I'm reading The Arithmetic of Elliptic Curves by Silverman. So far I'm like 25 pages in. The first two chapters are a quick overview of algebraic geometry, of which I've been exposed to, though I don't claim to understand it very well. I still don't really understand it well. My mentor told me to get to Riemann-Roch by Sunday, and it's Saturday. I know it's only a few pages away but these pages are hard. Also understanding Riemann-Roch??? I'm just a small little freshman, why are you expecting me to understand Riemann-Roch?

One format of meme that gets me really fired up is the "English majors comforting their STEM friends when they have to read 10 pages." Huh? You try to read this book, then. "Let $R$ be a Noetherian local domain that is not a field, let $\mathfrak{m}$ be its maximal ideal, and let $k = R/\mathfrak{m}$ be its residue field." That's not even the hard part! These are just definitions. This book isn't actually that dense, though these first two chapters don't give many proofs because it's supposed to be an overview of alg geo.
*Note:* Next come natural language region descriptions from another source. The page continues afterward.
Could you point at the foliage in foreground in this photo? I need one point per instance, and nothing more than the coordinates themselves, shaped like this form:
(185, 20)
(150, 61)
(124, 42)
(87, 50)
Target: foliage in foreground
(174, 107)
Thankfully, a friend of mine told me about this lecture series on YouTube by Alvaro Lozano-Robledo on elliptic curves, and I'm pretty sure this guy is just following the book. At least for the first two lectures, he goes through the exact same things as the book does. I've been trying to watch these videos, but they aren't that helpful. I guess I haven't tried very hard yet so we'll see.

I think my main problem is that I don't have a solid enough understanding of the prereqs for this book. As in, I'm familiar with the definitions but I haven't worked with them much at all. I know what a Galois group is, but that's about the extent of my knowledge. I'm a bit more fuzzy on my number fields and general number theory knowledge. Or I suppose more algebraic number theory. I think I need to do more exercises in general. Doing exercises are hard. They're active learning, whereas watching lectures is passive and easy.

Yeah, I suppose I should put in more work on this. But I also need to do Battlecode, which I haven't spent much time on at all. And to think DRP was only supposed to be closer to a 2-3 hour/day commitment.

Battlecode

I don't know Java, which is the language that this is in. I don't know how to implement coding projects. I know how to code, and I kinda know how to make stuff with code, but I am by no means a programmer. I'm doing it with some friends, and some of them know how to code, so they're going to have to carry. I'll try my best to pull my weight in the project. It's a good experience for me, to figure out how to implement ideas onto code.

I kinda regret not doing something else during IAP. For example, the generative AI and music program sounds super cool. It would be nice to pick up a new skill over IAP, which is when I think a lot of people are picking up new skills, but instead I'm spending most of my time finding a place to coop up and read a math textbook, which I could whenever.

But the DRP is nice because otherwise I would have never had the courage to pick up a math textbook and commit to it for so long. Reading math is also a skill I have to pick up. Welp, there's no regretting, since everything's already set in stone. Make the most of what you have already, I suppose. I'm also kinda worried that I won't get through a lot of this book or do a lot on Battlecode. I mean, it's been slow progress on the book, and at this rate, I'll have read 100 pages. Wait, that's kind of a lot. But also, I don't understand like a fourth of the content.

Argh, I don't know. I'll manage. I know I will.